Viviamo in un’epoca in cui la teoria, specie giuridica, non basta (il giudizio sull’accademia, ad esempio, di Taleb è severissimo: Taleb 2017).

Certamente si può parlare di diverse tipologie di algoritmi e di diverse capacità potenziali.

A mio giudizio la cosa essenziale è sapere analizzare i contesti e tenere fede alla necessaria prudenza. Parlare di giustizia predittiva è, normativamente, in contrasto coi principi fondamentali (anche il GDPR non consentirebbe processi decisori automatizzati, e la cultura giuridica, anche d’oltreoceano, si era espressa già in tempi lontani autorevolmente in tale senso, enunciando un principio di fondo della giustizia).

Anche una giustizia ridotta a un decisionificio –in cui il confronto, la riflesssione e l’argomentazione della scelta sono solo enunciati e non concretamente rispettati- in ossequio a principi di servizio per il rating economico del paese, peraltro, non risponde al diritto di difesa costituzionalmente protetto.

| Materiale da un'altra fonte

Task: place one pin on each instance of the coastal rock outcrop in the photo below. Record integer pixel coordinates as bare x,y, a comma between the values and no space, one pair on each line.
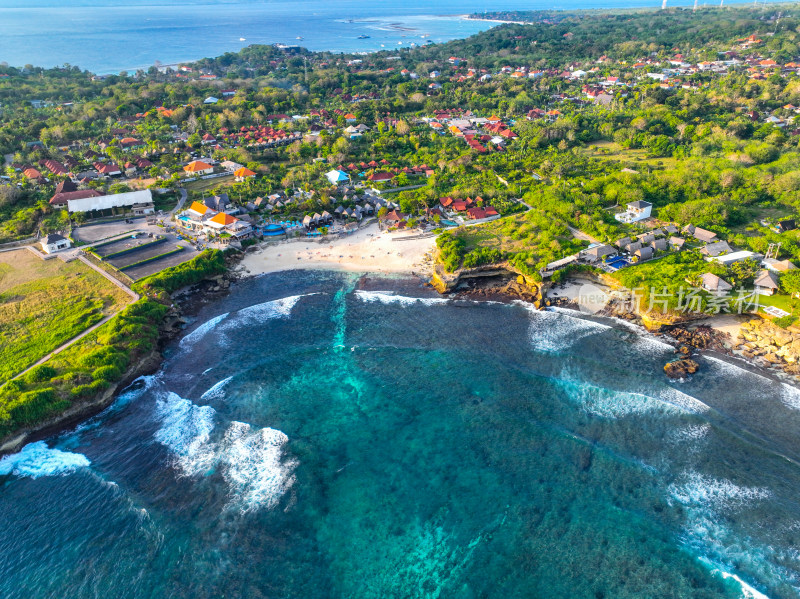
761,340
680,369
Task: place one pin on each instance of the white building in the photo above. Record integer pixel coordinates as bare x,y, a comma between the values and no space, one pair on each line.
636,211
55,243
142,201
728,259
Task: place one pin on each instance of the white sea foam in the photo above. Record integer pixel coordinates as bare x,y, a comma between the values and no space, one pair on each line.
186,430
748,592
790,396
682,400
699,489
694,432
218,390
280,308
254,467
556,331
37,459
201,331
608,403
389,297
730,369
251,461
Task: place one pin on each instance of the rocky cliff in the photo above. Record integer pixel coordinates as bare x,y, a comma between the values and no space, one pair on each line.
762,341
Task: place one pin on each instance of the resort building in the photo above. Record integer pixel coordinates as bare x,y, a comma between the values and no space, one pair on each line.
766,283
336,177
636,211
598,252
714,285
198,167
243,173
140,202
777,265
55,243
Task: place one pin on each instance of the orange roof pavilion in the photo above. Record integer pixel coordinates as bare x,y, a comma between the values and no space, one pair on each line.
223,219
199,208
243,172
196,167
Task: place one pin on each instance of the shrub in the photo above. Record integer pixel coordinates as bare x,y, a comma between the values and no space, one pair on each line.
106,373
41,374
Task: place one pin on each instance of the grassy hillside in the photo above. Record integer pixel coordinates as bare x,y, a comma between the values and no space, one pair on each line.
43,304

Quindi occorre incamminarsi su una strada in cui la tecnologia è di supporto alla supply chain della giustizia, ma in cui la celerità ottenibile nel flusso (non lasciato all’auto organizzazione di un corpo giudicante che non riceve nessun addestramento mangeriale basato su specializzazione organizzativa, ma è addestrato -come deve essere- a fare un lavoro intellettualmente diverso) diviene la condizione per dare al confronto, alla riflessione e quindi al definitivo all’autorevolezza della decisione, lo spazio proprio che merita.

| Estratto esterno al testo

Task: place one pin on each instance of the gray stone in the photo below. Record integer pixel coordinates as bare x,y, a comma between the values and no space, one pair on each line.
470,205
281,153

Occorre liberare lo Jus dicere dall’urgenza del tempo per ridargli la dignità che deriva dal “pensiero”.

In questo senso una augmented intelligence tecnologica è certamente di aiuto.

Nessuna esplorazione è poi neppure avanzata in ipotesi sulla natura del “processo” come esplicazione della teoria dei giochi e quindi analizzabile sotto il profilo del gaming digitale (cfr.es. Mc Gonical 2013).

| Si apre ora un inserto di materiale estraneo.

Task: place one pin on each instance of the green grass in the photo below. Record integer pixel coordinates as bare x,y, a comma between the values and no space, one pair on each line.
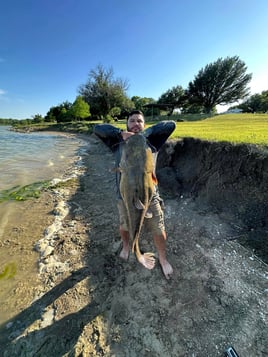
234,128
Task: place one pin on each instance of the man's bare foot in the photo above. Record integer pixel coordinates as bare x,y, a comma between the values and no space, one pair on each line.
124,254
147,260
167,269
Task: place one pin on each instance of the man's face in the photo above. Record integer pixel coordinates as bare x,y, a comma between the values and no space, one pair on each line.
135,123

Non sarebbe meglio, invece che imporre al Paese i costi di una velleitaria ennesima riforma (in realtà più come affermazione Nietzschiana di contingenti assetti politici di propaganda che come reale preoccupazione socioeconomia) simularne l’ideazione e l’applicazione con le tecniche del gaming (ed i suoi profili da azioni positive tramite il rewarding)?

Ciò che funziona si fa; ciò che da problemi si corregge nel virtuale, senza avere devastato l’amministrazione della giustizia (il Rito Fornero, docet).

La digitalizzazione (il legal design thinking) è anche questo.

Think!

Andrea Stanchi (*)

(*) Avvocato in milano, componente OCF, Gruppo Procedure e Tecnologie.